Show will go on despite ACC Liverpool delays

The first conference guests to use the new Arena and Convention Centre Liverpool in 2008 will be forced to use temporary rooms due to delays with fit-out.

Events including the Liberal Democrat Spring Conference in March will be held in the temporary structures, which will be built on the arena floor at a cost of £500,000.

Liverpool City Council, operator of the ACC, has asked the North West Development Agency for funding to help meet the contingency costs.

One event in the 10,000-seat arena has been moved to another date due to a booking clash with the 1,800-seat convention centre next door, which will not be finished until later in the spring.

Around half a dozen conferences will be affected but there have been no cancellations. The ACC installed the same temporary rooms in a London warehouse and invited customers who had booked the centre to sample the arrangements. All were said to be content with the arrangement and pledged to continue with their bookings. It is not known what if any compensation will be paid out.

The delays, and a £9m cost overrun, are being blamed on a host of factors, from improvements to the specification for the convention centre, to supply problems with materials from China and Italy, and the wet weather in the summer.

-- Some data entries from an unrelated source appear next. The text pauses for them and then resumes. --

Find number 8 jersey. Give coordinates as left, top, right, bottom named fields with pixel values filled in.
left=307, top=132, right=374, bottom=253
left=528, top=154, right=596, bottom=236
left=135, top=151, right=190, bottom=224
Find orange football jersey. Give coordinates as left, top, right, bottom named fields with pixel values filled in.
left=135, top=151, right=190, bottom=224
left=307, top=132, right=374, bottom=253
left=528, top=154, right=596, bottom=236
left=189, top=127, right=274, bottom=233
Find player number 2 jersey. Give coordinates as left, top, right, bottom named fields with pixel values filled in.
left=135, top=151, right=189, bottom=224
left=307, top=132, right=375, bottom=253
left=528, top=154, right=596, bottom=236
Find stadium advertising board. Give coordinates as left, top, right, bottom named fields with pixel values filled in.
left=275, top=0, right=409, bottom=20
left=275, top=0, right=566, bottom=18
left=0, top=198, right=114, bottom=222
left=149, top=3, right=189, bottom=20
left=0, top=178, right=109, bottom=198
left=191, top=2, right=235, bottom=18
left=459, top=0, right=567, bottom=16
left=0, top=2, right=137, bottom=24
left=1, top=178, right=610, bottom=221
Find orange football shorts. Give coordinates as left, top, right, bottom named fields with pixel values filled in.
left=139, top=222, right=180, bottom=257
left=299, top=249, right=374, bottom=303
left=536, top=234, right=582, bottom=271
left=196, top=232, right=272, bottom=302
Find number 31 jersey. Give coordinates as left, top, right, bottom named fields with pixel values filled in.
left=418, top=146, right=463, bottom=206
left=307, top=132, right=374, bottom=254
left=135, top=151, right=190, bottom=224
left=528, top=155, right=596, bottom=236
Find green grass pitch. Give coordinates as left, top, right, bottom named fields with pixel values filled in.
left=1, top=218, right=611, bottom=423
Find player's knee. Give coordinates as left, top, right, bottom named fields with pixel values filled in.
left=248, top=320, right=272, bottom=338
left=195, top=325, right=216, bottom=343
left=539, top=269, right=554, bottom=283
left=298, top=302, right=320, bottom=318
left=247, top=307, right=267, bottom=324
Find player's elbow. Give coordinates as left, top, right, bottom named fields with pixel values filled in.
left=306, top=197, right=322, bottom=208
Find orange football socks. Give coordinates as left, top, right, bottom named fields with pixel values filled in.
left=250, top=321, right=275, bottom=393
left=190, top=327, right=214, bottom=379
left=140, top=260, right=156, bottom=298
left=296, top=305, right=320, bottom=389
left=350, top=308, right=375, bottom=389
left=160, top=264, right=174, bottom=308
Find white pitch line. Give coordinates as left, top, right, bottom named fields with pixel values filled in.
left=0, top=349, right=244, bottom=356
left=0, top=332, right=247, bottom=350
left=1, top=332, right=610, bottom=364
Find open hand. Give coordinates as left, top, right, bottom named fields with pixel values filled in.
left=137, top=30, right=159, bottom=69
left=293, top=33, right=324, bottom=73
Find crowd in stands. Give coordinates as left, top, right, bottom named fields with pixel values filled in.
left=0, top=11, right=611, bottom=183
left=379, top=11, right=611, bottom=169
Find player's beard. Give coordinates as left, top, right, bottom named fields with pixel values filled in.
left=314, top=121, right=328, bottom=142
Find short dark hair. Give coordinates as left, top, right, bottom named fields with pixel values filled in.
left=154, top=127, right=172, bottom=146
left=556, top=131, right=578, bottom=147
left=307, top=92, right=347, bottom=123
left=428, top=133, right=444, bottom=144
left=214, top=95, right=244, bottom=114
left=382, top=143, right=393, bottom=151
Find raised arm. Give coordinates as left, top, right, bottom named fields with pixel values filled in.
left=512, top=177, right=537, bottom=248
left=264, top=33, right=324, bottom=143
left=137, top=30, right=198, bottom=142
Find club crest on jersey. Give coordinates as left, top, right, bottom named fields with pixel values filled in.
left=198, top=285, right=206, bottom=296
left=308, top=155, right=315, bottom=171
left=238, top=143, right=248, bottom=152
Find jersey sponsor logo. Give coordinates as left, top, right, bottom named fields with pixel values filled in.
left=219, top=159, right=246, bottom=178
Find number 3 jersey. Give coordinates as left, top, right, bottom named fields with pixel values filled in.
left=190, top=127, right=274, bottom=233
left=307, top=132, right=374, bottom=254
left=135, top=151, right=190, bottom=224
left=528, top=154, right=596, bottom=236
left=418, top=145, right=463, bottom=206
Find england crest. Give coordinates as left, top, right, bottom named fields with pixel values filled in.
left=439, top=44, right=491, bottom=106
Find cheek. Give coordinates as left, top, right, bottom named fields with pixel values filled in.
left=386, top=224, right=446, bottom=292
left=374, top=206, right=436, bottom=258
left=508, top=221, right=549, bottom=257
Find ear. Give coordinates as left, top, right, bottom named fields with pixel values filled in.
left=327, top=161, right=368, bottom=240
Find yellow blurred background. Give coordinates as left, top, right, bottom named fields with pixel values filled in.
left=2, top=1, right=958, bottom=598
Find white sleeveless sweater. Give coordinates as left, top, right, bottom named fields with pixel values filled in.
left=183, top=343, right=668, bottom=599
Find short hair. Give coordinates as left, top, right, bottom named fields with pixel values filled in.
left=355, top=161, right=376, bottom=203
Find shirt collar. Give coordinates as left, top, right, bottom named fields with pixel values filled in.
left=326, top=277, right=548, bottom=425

A council spokesman said the extra costs would be met by a combination of English Partnerships, the NWDA and the council.

It marks the second increase in the budget after another £9m over-run was announced in late 2006. The total budget has risen from £146m to £164m, a 12% increase; marginal in comparison to such major capital projects as the new Wembley stadium or Millennium Dome.

The spokesman added that bookings for the convention centre for 2008 were well ahead of target and receipts to the council would make up for any up-front losses.

The first events in the ACC are the in-house party for Capital of Culture volunteers and ambassadors on 4 January in the arena, followed by children's stage show CBeebies on 6 January and the official launch concerts on 11 and 12 of January.

The first conferences do not take place until February and the temporary rooms are likely to be in use for around six weeks.

Seven hundred construction workers, led by main contractor Bovis Lend Lease, are now working round-the-clock shifts seven days a week to finish the building, designed by Wilkinson Eyre.